Pau,le 29 aout 1831
LE CONSEILLER -D’ÉTAT, PRÉFET
DES BASSES- PYRÉNÉES
A MM.LES SOUS-PRÉFETS, MAIRES ET COMMISSAIRES DE POLICE
DU DÉPARTEMENT
L’orthographe de l’époque a été respectée.
Messieurs,
Dans un avis délibéré par le conseil
supérieur de santé, il a été établi que des vêtemens et effets provenant des personnes mortes du choléra-morbus
sont entrées dans le commerce de la friperie, et que la difficulté de vendre ces
effets sur les lieux où leur origine est connue, a pu contribuer à les faire
transporter jusque dans les pays les plus éloignés. D’après cet avis ,S.E..le Ministre
du commerce et des travaux publics a proposé au Roi d'interdire l'entrée dans
le royaume de tous les effets d'habillement qui constituent le commerce de
friperie ;et cette interdiction a été prononcée par l'art.1er de
l'ordonnance royale, du 10 de ce mois,
ainsi conçu
« L'entrée du royaume par les
frontières de terre et de mer, est interdite à tous les effets d'habillement
vieux ou même simplement supportés, constituant le commerce de friperie,
ainsi qu'aux garnitures de lits et aux fournitures des hôpitaux, casernes,
camps et lazarets._ Sont exceptés de cette prohibition absolue, les hardes,
vetemens et effets appartenant aux voyageurs, donc ils devront suivre le sort,
pour être admis comme eux à libre pratique, ou soumis aux purifications
prescrites par les règlements de quarantaine. »
Par effets d'habillement supportés,
dit Son Excellence, on entend, dans le
langage des douanes, ceux qui ont été portés qui ne sont pas tout à fait vieux ;
l'interdiction s'applique au linge de corps supporté, tels que chemises,
caleçons, mouchoirs, cravates, bas et chaussettes ; au linge usé pouvant
servir aux pansemens ou à la fabrication du papier, et connu dans le commerce
sous le nom de drilles ; aux chiffons et vêtemens supportés en laine,
soie ou fil ; aux fourrures pouvant avoir servi, telles que palatines,
pelisses, manchons, chancelières, bottes fourrées, etc. ; et elle est ,de plus,
comme on vient de le voir, expressément étendue par l'ordonnance, aux
garnitures de lit et aux fournitures des hôpitaux, casernes, camps ou lazarets.

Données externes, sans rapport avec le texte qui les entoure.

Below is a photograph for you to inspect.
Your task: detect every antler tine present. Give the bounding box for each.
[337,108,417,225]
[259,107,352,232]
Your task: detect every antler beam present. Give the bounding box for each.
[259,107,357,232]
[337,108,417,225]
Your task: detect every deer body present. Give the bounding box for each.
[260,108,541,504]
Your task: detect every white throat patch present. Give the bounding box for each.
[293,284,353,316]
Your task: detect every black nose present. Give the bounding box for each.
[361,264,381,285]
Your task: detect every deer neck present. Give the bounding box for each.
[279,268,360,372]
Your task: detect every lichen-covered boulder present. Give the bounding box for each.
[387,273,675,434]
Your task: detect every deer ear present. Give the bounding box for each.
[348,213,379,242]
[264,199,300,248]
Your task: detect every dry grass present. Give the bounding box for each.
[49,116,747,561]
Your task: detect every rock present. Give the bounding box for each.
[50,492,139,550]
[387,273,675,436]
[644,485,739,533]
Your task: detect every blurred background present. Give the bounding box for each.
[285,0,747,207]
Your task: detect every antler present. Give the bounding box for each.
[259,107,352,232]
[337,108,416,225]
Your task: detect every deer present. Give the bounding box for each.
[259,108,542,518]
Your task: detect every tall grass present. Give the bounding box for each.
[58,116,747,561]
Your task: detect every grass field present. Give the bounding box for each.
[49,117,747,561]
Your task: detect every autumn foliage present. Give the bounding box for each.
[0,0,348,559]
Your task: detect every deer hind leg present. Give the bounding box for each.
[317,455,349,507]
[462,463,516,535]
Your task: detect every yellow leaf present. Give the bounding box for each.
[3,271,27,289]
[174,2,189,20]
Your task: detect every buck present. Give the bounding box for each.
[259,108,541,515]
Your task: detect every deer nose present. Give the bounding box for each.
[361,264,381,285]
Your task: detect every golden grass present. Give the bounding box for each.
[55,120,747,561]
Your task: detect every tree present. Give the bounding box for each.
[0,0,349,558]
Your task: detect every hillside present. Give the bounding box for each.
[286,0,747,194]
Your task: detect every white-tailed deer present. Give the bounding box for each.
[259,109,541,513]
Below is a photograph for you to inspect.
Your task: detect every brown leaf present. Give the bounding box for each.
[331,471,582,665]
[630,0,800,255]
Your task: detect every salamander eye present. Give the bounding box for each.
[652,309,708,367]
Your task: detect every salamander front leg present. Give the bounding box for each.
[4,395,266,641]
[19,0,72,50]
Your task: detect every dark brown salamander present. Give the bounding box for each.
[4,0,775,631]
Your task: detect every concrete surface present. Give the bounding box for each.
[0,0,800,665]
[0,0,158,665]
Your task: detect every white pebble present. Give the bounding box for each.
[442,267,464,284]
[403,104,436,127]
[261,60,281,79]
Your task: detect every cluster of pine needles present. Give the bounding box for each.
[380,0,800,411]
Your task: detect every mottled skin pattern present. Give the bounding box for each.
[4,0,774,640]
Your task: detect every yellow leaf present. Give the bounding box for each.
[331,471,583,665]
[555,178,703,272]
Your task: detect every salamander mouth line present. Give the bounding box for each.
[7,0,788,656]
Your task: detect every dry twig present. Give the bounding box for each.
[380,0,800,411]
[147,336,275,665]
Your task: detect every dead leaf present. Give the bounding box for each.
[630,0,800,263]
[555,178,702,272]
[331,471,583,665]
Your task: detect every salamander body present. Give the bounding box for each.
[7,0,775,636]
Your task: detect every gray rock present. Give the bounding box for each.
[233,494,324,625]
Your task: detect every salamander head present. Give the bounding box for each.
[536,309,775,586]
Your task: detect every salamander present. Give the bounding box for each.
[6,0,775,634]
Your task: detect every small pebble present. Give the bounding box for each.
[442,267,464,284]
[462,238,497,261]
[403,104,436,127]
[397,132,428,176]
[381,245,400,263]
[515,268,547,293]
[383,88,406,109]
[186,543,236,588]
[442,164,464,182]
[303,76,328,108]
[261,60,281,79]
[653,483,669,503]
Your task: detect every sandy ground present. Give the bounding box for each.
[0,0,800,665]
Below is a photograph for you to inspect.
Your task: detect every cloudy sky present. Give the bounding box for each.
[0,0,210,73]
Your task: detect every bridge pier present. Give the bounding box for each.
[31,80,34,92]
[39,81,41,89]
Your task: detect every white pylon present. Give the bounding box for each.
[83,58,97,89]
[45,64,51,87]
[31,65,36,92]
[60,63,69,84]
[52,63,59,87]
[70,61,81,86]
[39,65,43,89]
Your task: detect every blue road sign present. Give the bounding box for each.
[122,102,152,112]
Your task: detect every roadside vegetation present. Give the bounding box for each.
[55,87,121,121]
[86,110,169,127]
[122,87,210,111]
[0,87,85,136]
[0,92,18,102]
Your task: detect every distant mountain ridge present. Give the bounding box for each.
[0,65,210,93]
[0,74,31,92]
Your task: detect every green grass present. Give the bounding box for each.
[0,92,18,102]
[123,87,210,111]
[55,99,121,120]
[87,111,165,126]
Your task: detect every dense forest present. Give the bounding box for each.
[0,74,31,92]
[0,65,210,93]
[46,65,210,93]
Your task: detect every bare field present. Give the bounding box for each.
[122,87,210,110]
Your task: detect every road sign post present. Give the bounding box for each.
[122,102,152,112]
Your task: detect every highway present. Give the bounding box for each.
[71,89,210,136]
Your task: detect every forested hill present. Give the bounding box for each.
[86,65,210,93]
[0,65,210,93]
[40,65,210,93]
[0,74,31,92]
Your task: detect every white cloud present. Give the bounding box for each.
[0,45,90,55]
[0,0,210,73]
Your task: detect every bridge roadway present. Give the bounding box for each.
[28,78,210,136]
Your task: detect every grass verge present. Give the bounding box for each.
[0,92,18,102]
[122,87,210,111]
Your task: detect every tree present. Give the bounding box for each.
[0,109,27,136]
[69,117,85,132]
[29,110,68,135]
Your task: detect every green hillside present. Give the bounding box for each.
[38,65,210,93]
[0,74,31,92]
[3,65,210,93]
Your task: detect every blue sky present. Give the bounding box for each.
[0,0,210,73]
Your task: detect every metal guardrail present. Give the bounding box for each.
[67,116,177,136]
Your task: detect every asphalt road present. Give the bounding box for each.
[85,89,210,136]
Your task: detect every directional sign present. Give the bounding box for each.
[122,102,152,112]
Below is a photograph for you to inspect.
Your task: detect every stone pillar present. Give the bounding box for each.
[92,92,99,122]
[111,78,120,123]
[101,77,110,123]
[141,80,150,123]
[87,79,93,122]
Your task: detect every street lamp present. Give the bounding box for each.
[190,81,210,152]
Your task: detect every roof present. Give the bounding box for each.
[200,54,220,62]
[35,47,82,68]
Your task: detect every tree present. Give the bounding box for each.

Le danger que présentent ces objets a
été reconnu par plusieurs Gouvernements, qui en ont défendu l'importation dans
leurs États, sous les peines les plus sévères. Il importe d'autant plus de leur
fermer également l'entrée du royaume que leur commerce de friperie est d'une
très faible importance.
Quant à l'exception en faveur des
hardes et vêtements appartenant aux voyageurs, les règles du régime sanitaire
déterminent, dans chaque cas, le traitement que doivent subir ces objets.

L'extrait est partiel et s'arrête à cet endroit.